T51A-2866
Observations and Implications of Fault-Zone Trapped Waves From the 2014 M6 South Napa Earthquake, California

Friday, 18 December 2015
Poster Hall (Moscone South)
Yong-Gang Li1, Rufus Catchings2 and Mark Goldman2, (1)University of Southern California, Los Angeles, CA, United States, (2)USGS California Water Science Center Menlo Park, Menlo Park, CA, United States
Abstract:
From aftershocks of the 24 August 2014 Mw 6.0 South Napa earthquake, we observe prominent fault-zone trapped waves (FZTWs) along two 1.9-km-long seismic arrays that were deployed across the northernmost projection (array 1) and the southern part (array 2) of the surface rupture of the West Napa Fault Zone (WNFZ).
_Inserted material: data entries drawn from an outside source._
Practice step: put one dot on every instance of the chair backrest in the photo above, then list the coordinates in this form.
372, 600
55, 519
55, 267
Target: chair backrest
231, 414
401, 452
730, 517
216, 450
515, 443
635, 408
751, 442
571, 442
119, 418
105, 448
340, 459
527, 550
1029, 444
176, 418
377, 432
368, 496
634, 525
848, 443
We also observe FZTWs on an array (array 3) deployed south of the Carquinez Straits across the intersection of the Franklin and Southhampton faults, which appear to be southward continuations of the WNFZ. Arrays 1 and 2 consisted of 20 three-component, short-period seismographs, and array 3, which was 900 m long, consisted of 10 of the same seismographs. We analyzed waveforms from 55 aftershocks in both time and frequency to characterize the fault damage zone associated with the Mw 6.0 South Napa earthquake. Post-S-wave durations of the FZTWs increase with epicentral distances and focal depths from the recording arrays, suggesting a low-velocity waveguide along the WNFZ at depths in excess of 5-6 km. Locations of the aftershocks that generated the FZTWs and 3-D finite-difference simulations demonstrate that the subsurface rupture zone has a remarkable velocity reduction of ~40-50% between arrays 1 and 2, coincident with the ~14-km-long mapped surface rupture zone and a ~500-m-wide deformation zone. The low-velocity waveguide associated with the WNFZ extends further southward to at least array 3, but with a more moderate velocity reduction of 30-35%. The waveguide effect appears to have localized and amplified ground shaking along the WNFZ and along faults farther to the south, consistent with the observations of Baltay and Boatwright (2015). Thus, we suggest that during future major earthquakes, the wave-guide effect may result in localized amplification, extended ground shaking, and increased damage along the WNFZ and its extensions further to the south, even if the surface rupture is limited to only a portion of the WNFZ. Broad-band recordings near the WNFZ for teleseismic earthquakes are in waveform analysis for more information on the deep structure of fault damage zone.